The qRT-PCR chemistry used varies between studies (Tables S1 and S2), and can influence both the quantity and distribution of miRNA detected from serum and plasma samples. It has been demonstrated that SYBR-Green based qRT-PCR is less sensitive and specific compared to TaqMan qRT-PCR, yielding higher Cqs and broader variation within patient groups due to more stochastic qPCR amplification [74]. This can result in significant differences in miRNA expression between patient groups that are otherwise undetected when using TaqMan qRT-PCR. In support of these findings, we demonstrated that TaqMan microRNA qRT-PCR assays have higher detection sensitivity and specificity compared to SYBR-Green based microRNA qRT-PCR assays (Figure 2b and Supplementary data). Tan et al. [74] demonstrated that the TaqMan microRNA qRT-PCR system displays higher levels of accuracy, detection sensitivity and reproducibility compared to the miScript SYBR-Green qRT-PCR system, and appears to minimize extraction kit-dependent variation within the same set of samples. The use of different qRT-PCR chemistries could therefore lead to quantification errors and conflicting findings between studies. Most studies on circulating miRNA biomarkers in melanoma did not use high throughput profiling methods such as next-generation RNA sequencing (RNA-Seq) to identify potential biomarkers and normalizers prior to analysis using qRT-PCR (Tables S1 and S2). This means that they are sampling only a subset of miRNAs and not detecting other non-coding RNAs which could potentially be used as biomarkers, such as transfer RNA (tRNA) halves.

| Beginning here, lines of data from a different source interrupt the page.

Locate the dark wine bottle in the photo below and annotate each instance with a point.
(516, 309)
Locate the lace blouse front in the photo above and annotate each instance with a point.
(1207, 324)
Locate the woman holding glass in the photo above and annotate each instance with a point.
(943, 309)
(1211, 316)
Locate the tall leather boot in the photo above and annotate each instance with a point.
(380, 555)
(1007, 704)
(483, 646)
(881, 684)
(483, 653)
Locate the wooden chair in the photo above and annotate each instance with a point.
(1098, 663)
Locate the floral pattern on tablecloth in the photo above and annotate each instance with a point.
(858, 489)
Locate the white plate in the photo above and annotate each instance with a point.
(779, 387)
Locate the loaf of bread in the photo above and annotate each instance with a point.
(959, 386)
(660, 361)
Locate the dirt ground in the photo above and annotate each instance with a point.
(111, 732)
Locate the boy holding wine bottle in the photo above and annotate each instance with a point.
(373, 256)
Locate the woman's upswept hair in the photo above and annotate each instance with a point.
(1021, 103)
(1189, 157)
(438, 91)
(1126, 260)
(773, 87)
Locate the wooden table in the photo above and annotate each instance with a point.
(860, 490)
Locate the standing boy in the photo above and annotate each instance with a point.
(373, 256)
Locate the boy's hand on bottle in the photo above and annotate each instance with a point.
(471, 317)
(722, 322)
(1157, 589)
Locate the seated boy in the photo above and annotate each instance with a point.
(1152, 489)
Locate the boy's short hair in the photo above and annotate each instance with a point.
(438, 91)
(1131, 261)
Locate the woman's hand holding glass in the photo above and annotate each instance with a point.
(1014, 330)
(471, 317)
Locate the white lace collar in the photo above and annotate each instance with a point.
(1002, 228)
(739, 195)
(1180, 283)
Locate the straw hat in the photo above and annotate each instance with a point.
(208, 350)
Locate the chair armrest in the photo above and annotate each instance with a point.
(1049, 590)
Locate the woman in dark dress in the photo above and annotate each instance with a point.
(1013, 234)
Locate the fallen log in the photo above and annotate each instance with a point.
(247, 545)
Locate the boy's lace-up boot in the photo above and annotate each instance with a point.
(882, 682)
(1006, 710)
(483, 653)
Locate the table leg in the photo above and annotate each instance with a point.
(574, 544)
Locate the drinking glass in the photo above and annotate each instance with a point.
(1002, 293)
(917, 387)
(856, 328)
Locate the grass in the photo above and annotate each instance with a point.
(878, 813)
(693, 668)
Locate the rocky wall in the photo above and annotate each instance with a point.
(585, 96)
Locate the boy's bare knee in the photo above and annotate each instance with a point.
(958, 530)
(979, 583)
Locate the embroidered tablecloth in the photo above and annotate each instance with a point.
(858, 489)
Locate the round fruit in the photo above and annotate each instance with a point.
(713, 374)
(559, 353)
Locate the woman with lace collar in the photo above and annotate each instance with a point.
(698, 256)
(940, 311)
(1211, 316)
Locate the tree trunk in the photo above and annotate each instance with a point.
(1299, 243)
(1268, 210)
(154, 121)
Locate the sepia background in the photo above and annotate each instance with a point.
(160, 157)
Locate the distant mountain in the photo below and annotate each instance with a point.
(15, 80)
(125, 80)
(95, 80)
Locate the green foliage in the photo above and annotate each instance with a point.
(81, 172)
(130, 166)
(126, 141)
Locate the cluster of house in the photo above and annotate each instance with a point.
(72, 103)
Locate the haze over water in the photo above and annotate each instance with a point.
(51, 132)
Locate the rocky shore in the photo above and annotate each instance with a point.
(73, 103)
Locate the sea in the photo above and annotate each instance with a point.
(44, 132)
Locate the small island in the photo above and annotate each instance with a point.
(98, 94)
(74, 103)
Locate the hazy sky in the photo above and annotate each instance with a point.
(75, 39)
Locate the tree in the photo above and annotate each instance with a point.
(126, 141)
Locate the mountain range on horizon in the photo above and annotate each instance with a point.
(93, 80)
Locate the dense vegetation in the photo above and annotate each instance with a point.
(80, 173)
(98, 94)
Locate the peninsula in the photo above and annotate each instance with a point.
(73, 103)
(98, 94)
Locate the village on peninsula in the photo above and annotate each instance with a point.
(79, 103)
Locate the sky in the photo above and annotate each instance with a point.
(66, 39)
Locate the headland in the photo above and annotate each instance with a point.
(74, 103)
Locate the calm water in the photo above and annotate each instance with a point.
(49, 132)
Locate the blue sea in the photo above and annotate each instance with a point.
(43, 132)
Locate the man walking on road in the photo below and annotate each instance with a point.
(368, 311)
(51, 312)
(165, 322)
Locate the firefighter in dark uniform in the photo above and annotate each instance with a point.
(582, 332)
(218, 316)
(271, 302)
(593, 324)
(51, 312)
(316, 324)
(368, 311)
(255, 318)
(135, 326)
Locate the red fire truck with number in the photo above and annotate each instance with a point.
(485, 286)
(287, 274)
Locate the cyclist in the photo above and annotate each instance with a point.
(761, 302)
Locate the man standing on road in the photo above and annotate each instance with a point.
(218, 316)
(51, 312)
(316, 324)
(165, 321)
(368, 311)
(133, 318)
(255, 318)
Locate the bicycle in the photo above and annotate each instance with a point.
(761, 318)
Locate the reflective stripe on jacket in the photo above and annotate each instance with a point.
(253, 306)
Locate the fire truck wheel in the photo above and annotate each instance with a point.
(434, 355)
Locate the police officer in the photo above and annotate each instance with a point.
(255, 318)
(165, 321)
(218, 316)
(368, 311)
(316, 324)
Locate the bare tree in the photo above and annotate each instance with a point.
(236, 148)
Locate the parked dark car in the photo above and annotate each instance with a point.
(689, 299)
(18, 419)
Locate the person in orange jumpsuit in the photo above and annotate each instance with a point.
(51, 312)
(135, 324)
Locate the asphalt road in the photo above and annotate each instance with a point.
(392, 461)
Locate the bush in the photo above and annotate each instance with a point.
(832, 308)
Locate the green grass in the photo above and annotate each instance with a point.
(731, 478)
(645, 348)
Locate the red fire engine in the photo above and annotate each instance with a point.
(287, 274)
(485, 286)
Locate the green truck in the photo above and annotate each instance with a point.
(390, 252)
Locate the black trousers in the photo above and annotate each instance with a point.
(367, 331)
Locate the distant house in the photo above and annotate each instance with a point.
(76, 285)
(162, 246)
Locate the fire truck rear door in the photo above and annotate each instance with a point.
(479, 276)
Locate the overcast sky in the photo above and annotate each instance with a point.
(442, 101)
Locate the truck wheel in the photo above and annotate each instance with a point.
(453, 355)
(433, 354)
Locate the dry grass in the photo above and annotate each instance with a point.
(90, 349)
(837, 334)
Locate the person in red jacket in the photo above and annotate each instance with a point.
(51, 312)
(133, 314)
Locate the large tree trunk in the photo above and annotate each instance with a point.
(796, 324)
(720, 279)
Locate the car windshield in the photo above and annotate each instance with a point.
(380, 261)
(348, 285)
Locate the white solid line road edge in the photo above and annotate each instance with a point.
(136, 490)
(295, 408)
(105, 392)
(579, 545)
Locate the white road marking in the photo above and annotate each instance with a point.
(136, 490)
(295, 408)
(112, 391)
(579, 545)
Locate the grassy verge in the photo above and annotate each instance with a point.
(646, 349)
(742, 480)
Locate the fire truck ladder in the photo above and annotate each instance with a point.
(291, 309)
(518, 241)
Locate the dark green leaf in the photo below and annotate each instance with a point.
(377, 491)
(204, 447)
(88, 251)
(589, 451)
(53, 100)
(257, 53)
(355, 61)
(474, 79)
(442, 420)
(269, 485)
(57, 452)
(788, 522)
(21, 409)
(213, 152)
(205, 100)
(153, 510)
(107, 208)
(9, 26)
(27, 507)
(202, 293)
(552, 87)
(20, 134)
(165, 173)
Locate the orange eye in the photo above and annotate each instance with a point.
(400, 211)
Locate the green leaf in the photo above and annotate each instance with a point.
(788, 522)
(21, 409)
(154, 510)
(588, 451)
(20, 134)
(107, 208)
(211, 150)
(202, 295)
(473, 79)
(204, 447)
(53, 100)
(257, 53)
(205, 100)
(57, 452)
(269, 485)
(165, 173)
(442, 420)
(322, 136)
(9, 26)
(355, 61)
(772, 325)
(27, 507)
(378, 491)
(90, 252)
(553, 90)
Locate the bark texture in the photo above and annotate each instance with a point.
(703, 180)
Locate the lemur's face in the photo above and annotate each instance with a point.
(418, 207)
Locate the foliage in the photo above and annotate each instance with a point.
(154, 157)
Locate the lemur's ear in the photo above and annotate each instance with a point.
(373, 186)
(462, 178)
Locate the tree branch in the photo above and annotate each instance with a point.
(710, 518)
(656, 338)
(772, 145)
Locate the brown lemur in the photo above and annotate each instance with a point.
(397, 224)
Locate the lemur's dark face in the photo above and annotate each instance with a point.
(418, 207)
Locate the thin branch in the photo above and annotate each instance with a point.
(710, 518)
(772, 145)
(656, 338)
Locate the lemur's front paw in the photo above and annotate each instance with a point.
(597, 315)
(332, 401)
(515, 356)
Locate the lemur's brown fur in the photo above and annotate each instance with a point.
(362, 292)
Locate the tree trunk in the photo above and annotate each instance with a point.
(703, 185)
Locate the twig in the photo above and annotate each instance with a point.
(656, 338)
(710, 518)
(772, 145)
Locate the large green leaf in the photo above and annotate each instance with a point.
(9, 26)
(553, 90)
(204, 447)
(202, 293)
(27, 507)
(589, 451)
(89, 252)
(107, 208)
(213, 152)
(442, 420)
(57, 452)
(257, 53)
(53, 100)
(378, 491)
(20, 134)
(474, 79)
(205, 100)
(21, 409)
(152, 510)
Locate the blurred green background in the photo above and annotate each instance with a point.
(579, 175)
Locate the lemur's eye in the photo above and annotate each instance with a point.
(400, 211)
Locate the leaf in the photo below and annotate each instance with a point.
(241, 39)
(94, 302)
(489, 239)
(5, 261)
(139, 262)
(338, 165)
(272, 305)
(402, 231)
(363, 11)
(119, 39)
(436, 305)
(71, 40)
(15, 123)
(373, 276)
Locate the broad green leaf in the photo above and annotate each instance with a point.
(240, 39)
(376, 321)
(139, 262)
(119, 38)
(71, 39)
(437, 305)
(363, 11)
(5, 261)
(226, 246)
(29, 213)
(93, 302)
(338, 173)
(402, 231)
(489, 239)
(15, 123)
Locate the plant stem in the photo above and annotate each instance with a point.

Normalization using a valid method is essential to minimize the impact of technical variations and inconsistencies in the quantity of RNA being input into profiling platforms. The global mean normalization methods are only valid for miRNA profiling studies where the levels of a large number of miRNAs (>50) are measured. This is because these methods are based on the assumption that only a minority of miRNAs change in levels between patient groups and also that the number of downregulated miRNAs is balanced by the number of upregulated miRNAs. Since deregulation of miRNA expression may occur in cancer, this may not always be a safe assumption. Where only a small number of miRNAs are assayed it is not valid to use a global normalization method [81,98]. Currently, there is no established single or group of endogenous normalizers that can be used for the quantification of circulating miRNAs [99]. Most circulating small non-coding RNAs that have been used as endogenous normalizers in circulating miRNA biomarkers studies appear to be invariant only in some instances (i.e., cancer specific and/or study specific), therefore endogenous normalizers should be identified for samples specific to each study using high throughput screenings and a stringent selection criteria (i.e., <1/2 Cq difference between patient groups) [81,100]. It is common to use the next best normalizer if none fall within your selection criteria, however it can be argued that this would introduce further variation between samples. Algorithms such as NormFinder can been used to identify the optimal normalization miRNA among a set of candidates (Table 1 and Table 2). A surprising number of studies on circulating miRNA biomarkers in melanoma did not provide logical reasoning for the normalization method used (Table 1 and Table 2). The most frequently used endogenous normalizer in studies investigating circulating miRNAs as biomarkers for melanoma was miR-16, however this is not a suitable as it has been demonstrated as a potential melanoma biomarker in a number of studies (Table 1 and Table 2) and can vary with stress [73]. Further, studies using this miRNA as a normalizer did not test samples for hemolysis, and miR-16 has been shown to be highly abundant in blood cells [96].

7. New Directions

A number of issues related to profiling platforms and inputs, serum and plasma preparation, RNA extraction, quality control, and endogenous normalization and statistical evaluation prevent reproducibility of results and have led to conflicting findings between studies. Therefore, it is essential to develop a series of standardized and streamlined reference procedures for quantification of circulating miRNAs from serum and plasma. Once there is more confidence in the experimental approach it will be possible to determine the heterogeneity of the disease between patients and also between different ethnic groups. Furthermore, circulating miRNAs may gain more acceptance as companion diagnostics for following the efficacy of cancer therapies.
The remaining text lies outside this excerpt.